首页 | 本学科首页   官方微博 | 高级检索  
   检索      


Components of Partial Disease Resistance in Wheat Detected in a Detached Leaf Assay Inoculated with Microdochium majus using First, Second and Third Expanding Seedling Leaves
Authors:R A Browne    F Mascher    G Golebiowska  and I S Hofgaard
Institution:Authors' addresses: Department of Environmental Resource Management, Agriculture and Food Science Building, University College Dublin, Belfield, Dublin 4, Ireland;;Present address: Department of Biochemistry, Sanger Building, University of Cambridge, CBZ 1GA, UK;;Agroscope RAC Changins, PO Box 1012, 1260 Nyon 1, Switzerland;;Institute of Plant Physiology, Polish Academy of Science in Cracow, Niezapominajek 21, 30-239 Krakow, Poland;;The Norwegian Crop Research Institute, Plant Protection Centre, Høgskoleveien 7, 1432 Ås, Norway (correspondence to F. Mascher. E-mail: )

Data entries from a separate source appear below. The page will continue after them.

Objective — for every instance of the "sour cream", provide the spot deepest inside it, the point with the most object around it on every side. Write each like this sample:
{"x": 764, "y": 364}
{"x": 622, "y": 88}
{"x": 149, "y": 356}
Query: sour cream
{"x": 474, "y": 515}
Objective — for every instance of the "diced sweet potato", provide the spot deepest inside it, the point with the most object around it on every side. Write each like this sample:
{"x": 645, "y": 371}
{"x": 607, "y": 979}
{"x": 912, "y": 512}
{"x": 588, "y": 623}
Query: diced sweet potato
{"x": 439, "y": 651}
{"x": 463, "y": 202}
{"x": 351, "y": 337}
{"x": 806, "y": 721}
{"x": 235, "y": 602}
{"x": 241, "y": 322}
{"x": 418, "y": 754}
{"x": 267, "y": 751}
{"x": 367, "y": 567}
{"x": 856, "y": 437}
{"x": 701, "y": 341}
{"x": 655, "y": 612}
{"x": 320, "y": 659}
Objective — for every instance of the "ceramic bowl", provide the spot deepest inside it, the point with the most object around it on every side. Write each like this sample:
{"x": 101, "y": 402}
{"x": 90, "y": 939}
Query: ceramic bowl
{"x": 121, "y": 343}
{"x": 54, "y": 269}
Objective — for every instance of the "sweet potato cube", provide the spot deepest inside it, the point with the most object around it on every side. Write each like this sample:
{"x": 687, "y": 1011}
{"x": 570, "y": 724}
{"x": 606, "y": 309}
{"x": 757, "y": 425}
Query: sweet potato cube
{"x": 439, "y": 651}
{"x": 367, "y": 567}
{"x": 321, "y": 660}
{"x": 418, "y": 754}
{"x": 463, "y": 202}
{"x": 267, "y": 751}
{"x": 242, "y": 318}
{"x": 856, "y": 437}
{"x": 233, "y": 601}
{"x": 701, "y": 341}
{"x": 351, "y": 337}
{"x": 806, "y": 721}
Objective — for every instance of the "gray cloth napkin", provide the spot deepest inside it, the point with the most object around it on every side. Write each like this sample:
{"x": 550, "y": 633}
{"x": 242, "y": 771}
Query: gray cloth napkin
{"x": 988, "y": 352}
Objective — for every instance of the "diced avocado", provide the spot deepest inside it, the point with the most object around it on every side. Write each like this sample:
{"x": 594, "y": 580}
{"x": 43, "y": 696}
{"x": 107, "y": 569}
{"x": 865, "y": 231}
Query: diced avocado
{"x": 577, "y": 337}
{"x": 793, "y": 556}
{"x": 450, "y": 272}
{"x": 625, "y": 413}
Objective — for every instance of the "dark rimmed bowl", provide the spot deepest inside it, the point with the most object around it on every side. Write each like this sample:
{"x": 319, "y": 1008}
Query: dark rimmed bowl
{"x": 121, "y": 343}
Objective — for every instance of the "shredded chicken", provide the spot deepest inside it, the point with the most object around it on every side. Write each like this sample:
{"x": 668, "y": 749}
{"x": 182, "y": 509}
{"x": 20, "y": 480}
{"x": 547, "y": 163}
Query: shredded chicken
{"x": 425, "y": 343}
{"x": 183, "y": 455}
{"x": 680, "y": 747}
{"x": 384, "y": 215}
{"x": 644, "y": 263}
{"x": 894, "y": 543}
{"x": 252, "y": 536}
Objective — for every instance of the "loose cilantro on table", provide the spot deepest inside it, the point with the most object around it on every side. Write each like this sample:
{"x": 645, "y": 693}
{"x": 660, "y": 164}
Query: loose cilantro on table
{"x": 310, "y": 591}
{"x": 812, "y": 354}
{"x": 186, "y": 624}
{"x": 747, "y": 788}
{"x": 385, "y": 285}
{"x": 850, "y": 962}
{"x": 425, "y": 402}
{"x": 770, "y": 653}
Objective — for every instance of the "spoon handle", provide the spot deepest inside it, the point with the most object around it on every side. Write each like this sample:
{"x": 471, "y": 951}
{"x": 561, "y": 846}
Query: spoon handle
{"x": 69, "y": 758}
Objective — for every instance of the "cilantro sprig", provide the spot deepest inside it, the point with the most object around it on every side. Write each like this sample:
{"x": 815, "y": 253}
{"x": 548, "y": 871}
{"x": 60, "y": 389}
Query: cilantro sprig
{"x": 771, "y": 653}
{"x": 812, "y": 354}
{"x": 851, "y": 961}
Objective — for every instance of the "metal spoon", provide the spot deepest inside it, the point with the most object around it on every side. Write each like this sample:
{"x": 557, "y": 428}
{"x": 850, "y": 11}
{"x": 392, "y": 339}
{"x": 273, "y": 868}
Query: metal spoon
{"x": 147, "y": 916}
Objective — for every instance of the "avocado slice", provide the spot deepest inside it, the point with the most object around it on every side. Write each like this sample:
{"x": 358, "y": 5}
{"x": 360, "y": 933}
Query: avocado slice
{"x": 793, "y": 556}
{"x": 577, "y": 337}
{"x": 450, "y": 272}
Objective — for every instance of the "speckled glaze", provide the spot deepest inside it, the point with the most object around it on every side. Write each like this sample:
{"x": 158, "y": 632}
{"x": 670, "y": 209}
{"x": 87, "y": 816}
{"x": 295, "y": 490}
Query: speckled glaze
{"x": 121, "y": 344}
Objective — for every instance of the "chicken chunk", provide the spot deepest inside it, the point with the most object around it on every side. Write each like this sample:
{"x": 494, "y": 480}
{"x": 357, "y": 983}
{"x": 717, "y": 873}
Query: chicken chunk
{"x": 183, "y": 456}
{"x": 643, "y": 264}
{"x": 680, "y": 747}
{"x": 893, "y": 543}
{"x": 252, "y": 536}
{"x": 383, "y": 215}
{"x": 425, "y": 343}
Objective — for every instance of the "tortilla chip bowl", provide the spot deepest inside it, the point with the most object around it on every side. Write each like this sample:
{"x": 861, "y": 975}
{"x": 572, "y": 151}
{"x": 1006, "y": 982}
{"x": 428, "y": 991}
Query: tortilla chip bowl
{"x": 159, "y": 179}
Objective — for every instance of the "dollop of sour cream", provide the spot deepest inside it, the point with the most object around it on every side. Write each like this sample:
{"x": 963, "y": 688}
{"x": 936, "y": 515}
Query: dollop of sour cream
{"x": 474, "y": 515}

Abstract:The use of first, second and third expanding seedling leaves of wheat (L1, L2 and L3 respectively), inoculated with conidial suspensions of Microdochium majus (syn. Microdochium nivale var. majus) in a detached leaf assay, for detecting components of partial disease resistance (PDR) was investigated across a range of wheat cultivars. Incubation periods (period from inoculation to first appearance of symptoms; a dull grey–green water‐soaked lesion) and latent periods (period from inoculation to the first appearance of sporodochia) were longest and lesions smallest on L3. The expression of PDR components on L2 was intermediate to those on L1 and L3. The longer latent periods on L3 typically occurred after leaf senescence contrasting with latent periods on L1 and L2 where sporulation most frequently occurred on relatively green leaf tissue. Cultivar differences in the first appearance of symptoms, incubation period, which occurred before any leaf senescence was observed, correlated significantly across all leaf positions. Similarly cultivar differences in latent period were correlated for L1 and L2. However, latent periods on L3, which were the least consistent between cultivars across experiments, were not correlated with those of L1 or L2 in any experiment. The results indicate that due to the delay in sporulation until after leaf senescence, observations on latent period in L3 are less representative of what occurs in the whole plant where infection of living tissue is of greatest interest. This work indicates that the selection of the first or second expanding leaf of wheat is optimal for the use in the detached leaf assay using M. majus for studying components of PDR.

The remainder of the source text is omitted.